Volumes light at start of the week
Investors appeared to take something of a breather following last week’s robust rally. T. Rowe Price traders observed that Monday’s trading volume was the second-slowest full trading day of the year. Trading volumes and price movements picked up as earnings reporting season kicked into higher gear later in the week, however. Disappointing bank earnings on Wednesday weighed on sentiment, as did retail giant Wal-Mart’s warning that its fiscal year 2017 earnings were likely to fall between 6% and 12%, partly because of wage increases.
Inflation data suggest Fed might hold off on raising rates…
Stocks bounced back on Thursday, although it was hard to identify a specific catalyst for the rally as earnings news remained mixed. The Wall Street Journal attributed the rally to data showing a drop in consumer prices in September, which raised hopes that the Federal Reserve would hold off raising rates until sometime in 2016.

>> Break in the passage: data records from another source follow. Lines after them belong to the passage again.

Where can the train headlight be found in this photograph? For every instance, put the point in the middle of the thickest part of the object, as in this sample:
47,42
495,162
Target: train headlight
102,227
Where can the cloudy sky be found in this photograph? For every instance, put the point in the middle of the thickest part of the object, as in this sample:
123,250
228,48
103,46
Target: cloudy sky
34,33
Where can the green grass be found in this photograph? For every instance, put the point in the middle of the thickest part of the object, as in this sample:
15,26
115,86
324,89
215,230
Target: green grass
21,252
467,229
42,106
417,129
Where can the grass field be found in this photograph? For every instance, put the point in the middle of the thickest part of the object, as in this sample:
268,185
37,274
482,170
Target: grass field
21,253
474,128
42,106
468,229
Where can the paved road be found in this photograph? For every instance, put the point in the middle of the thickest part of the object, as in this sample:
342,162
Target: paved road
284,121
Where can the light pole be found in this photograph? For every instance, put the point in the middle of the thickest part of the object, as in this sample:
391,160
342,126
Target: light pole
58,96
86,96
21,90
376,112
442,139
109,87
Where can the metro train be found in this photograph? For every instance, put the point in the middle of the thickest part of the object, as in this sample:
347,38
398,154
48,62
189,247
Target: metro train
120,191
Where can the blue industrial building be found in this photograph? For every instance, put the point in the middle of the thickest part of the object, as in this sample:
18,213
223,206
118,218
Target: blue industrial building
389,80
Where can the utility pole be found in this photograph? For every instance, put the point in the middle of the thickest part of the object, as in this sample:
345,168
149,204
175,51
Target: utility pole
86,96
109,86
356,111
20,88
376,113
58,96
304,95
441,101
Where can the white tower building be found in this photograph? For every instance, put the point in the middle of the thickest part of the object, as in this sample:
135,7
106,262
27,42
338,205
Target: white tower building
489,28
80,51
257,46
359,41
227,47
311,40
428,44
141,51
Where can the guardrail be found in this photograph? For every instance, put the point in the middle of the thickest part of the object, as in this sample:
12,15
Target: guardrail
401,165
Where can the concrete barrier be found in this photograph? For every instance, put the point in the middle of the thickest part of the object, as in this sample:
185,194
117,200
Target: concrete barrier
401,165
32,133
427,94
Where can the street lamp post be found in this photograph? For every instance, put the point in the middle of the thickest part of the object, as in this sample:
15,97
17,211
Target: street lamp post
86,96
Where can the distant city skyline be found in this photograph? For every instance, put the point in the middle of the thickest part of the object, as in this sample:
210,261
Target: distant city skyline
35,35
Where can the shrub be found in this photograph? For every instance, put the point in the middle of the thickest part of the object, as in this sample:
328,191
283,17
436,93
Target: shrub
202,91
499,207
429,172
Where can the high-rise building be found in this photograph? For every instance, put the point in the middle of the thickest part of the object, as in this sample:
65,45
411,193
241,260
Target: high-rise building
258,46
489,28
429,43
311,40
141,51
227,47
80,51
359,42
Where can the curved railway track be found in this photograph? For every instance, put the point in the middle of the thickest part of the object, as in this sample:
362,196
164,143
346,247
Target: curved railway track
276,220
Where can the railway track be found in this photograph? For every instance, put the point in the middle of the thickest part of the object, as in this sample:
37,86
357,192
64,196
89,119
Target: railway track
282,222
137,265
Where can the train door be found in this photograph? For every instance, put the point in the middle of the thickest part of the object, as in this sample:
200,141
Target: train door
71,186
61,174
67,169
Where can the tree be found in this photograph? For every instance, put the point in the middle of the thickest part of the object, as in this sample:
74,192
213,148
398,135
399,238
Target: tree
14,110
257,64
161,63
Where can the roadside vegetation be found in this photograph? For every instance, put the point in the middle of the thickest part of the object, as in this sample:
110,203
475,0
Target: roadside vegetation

Foreign stock markets closed higher for the week ending October 16, 2015 with the broad international measure, the MSCI EAFE Index (Europe, Australasia, and Far East), gaining 0.29%.
The views presented are not intended to be relied on as a forecast, research or investment advice and are the opinions of the sources cited and are subject to change based on subsequent developments. They are not a recommendation, offer or solicitation to buy or sell any securities or to adopt any investment strategy.